For buyers — and particularly for NRI buyers who may not have day-to-day familiarity with local regulatory practice — independent legal due diligence is non-negotiable. The engagement of a local property lawyer with specific expertise in the target market (not a generalist urban practitioner) should be the first step in any acquisition process, not an afterthought.

Outlook

The structural drivers underpinning India's leisure real estate market — rising domestic affluence, improving infrastructure, lifestyle shifts, and growing NRI capital flows — show no signs of reversing.

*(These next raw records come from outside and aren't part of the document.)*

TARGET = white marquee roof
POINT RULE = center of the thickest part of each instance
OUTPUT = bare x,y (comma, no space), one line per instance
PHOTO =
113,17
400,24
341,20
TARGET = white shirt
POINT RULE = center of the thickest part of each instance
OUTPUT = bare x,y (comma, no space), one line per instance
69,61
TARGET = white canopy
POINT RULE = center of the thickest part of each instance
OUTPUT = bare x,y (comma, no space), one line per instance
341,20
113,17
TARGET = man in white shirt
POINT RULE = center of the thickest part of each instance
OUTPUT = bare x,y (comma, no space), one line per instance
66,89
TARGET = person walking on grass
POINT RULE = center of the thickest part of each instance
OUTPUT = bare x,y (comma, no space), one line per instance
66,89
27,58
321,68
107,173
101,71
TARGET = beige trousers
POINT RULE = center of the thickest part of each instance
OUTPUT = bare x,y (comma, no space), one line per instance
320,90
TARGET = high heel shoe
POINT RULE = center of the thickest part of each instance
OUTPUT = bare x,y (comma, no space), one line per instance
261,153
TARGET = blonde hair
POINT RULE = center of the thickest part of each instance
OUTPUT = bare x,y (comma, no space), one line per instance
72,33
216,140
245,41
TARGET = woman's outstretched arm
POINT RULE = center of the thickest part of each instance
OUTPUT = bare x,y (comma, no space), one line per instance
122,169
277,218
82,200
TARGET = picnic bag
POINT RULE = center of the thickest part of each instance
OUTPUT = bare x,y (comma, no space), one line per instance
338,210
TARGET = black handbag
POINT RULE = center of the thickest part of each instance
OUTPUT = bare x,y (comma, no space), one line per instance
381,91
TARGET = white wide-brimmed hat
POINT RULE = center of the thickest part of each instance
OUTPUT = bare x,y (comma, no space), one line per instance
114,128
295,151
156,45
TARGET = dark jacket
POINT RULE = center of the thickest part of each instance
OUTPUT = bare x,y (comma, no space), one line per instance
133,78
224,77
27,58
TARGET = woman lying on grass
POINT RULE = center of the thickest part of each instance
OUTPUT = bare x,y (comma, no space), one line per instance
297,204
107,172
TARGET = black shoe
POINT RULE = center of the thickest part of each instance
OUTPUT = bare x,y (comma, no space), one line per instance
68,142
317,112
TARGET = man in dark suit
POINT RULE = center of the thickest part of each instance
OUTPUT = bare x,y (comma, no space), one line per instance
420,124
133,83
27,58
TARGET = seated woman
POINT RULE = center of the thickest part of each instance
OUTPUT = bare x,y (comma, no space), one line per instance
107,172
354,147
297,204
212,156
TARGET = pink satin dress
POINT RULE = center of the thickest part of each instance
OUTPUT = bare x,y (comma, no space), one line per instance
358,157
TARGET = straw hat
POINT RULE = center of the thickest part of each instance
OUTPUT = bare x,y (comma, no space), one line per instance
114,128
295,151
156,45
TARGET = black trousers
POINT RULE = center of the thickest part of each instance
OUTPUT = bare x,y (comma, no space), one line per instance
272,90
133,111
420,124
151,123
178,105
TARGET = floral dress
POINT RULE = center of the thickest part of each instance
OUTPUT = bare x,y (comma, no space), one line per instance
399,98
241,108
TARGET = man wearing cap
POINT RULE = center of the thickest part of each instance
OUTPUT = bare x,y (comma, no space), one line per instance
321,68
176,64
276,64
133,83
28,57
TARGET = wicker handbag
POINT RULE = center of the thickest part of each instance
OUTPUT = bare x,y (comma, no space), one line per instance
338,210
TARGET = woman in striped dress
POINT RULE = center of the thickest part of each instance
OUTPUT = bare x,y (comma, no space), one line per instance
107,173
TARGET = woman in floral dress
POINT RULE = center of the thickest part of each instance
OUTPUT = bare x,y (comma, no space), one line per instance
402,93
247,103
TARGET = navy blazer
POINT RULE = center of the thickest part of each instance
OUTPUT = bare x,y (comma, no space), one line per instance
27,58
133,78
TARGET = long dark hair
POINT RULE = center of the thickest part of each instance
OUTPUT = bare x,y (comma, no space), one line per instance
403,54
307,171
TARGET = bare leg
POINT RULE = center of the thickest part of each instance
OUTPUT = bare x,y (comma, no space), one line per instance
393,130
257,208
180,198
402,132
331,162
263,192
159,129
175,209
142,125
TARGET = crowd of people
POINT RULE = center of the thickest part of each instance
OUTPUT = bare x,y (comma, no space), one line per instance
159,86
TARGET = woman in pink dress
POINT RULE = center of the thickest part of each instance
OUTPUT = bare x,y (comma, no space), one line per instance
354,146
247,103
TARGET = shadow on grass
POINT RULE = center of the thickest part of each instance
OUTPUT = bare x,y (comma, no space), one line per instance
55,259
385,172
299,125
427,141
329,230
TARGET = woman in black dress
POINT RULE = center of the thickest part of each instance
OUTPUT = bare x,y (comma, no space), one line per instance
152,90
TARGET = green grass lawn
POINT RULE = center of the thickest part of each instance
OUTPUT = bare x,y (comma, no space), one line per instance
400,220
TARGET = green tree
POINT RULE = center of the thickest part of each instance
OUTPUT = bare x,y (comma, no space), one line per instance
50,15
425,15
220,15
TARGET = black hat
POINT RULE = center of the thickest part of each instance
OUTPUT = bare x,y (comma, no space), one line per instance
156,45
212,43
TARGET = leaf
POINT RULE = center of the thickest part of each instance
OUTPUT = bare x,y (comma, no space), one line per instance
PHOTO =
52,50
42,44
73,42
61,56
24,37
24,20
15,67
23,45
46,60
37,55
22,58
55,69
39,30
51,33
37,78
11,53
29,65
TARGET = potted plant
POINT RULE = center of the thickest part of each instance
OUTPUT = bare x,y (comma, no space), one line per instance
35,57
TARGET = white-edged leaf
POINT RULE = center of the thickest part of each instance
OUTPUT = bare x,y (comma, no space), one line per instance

The buyers entering this market in 2024 are, on average, more sophisticated and better informed than those of a decade ago. They understand rental yield dynamics, they have experienced international leisure property markets firsthand, and they expect professional-grade products and services.

Markets and developers that can meet those expectations — with clear title, professional management, transparent cost structures, and genuinely appealing products in the right locations — will find a deep and durable pool of demand. Those that cannot will increasingly find that a more discerning buyer base has less patience for opacity and unprofessionalism than previous generations of purchasers.